Common Node Resource Specification
BC Project: FY14-01
Date of Policy: 13 Mar 2014
Last Updated: 06 Jan 2022 (see Revision Log)
This project defines a common method for specifying the type of nodes required on all allocated HPC systems with heterogeneous node configurations.
Definition of a common method will facilitate commonality across participating HPCMP Centers and systems.
Currently, the centers use Workload Management System directives to specify resources. Examples of node resources are memory size, or presence of an accelerator such as an Intel Many Integrated Core (MIC), also known as XEON Phi or a Graphics Processing Unit (GPU). The following generic names will be used to specify the listed resources:
|bigmem||A node which has more memory than other nodes.|
|nmics||Number of Intel MIC (phi) devices per node|
|ngpus||Number of Nvidia GPU devices per node|
|nmlas||Number of Machine Learning Architecture devices per node|
|inference||A node type intended for Machine Learning Inference workloads|
|training||A node type intended for Machine Learning Training|
|visualization||A node type intended for visualization|
|nvme||A node resource that specifies Non-Volatile Memory local storage on the node|
The list of resources may change as needed to accommodate new capabilities.
DSRCs will coordinate with the Baseline Configuration Team prior to introducing any new node resource types.

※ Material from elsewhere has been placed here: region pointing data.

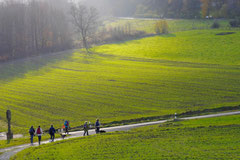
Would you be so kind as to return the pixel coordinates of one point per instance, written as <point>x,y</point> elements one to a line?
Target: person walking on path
<point>85,128</point>
<point>97,126</point>
<point>66,124</point>
<point>31,132</point>
<point>52,132</point>
<point>39,132</point>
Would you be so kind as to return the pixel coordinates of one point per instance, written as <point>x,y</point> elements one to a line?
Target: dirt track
<point>8,152</point>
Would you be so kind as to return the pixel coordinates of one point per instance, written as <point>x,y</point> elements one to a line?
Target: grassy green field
<point>175,25</point>
<point>191,70</point>
<point>198,46</point>
<point>213,138</point>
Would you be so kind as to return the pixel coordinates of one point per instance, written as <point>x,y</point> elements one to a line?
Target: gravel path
<point>8,152</point>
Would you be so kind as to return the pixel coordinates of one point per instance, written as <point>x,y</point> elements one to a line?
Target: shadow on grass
<point>18,68</point>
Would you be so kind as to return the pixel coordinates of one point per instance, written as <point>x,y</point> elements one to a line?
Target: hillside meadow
<point>212,138</point>
<point>175,25</point>
<point>161,75</point>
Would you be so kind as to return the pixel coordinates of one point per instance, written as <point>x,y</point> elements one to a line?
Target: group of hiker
<point>65,127</point>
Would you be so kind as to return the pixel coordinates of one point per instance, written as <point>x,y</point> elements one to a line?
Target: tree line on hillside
<point>169,8</point>
<point>32,27</point>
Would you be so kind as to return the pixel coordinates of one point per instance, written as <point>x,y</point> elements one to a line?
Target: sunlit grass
<point>200,46</point>
<point>175,25</point>
<point>148,77</point>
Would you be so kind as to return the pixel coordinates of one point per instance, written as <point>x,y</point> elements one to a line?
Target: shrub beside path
<point>8,152</point>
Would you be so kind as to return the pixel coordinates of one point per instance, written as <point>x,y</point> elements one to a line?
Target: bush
<point>215,25</point>
<point>235,23</point>
<point>161,27</point>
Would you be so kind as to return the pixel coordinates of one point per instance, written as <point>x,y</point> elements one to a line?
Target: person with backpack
<point>31,132</point>
<point>97,126</point>
<point>66,124</point>
<point>52,132</point>
<point>85,128</point>
<point>39,132</point>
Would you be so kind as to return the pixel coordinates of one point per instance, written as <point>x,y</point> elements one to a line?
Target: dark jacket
<point>52,131</point>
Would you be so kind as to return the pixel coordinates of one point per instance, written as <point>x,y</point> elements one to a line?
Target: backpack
<point>31,131</point>
<point>38,131</point>
<point>51,131</point>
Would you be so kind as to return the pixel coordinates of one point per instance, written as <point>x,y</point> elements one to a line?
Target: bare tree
<point>85,19</point>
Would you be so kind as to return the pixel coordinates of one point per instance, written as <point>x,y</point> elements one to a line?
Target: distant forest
<point>169,8</point>
<point>31,27</point>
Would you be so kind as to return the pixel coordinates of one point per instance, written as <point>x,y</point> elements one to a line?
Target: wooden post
<point>9,134</point>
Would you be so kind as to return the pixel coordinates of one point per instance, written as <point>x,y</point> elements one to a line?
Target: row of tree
<point>169,8</point>
<point>32,27</point>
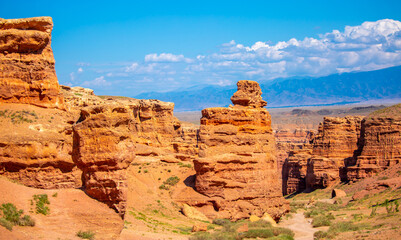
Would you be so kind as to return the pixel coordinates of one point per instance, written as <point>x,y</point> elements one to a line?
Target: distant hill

A summary of usage for each system for the participating HPCMP centers can be found at the HPC Centers website in the "Guide to the Batch Queuing System."
Notice: Future HPCMP allocated HPC systems may make use of a diversity of HPC job schedulers (PBSpro, SLURM, LSF) to submit batch jobs.
|06 Jan 2022||BC Team Audit - Policy Name modification|
|08 Dec 2020||Replaced PBS scheduler by a generic HPC job scheduler|
|26 Apr 2018||BC Team Audit|
|16 Jun 2016||BC Team Audit|
|13 Mar 2014||First release of policy|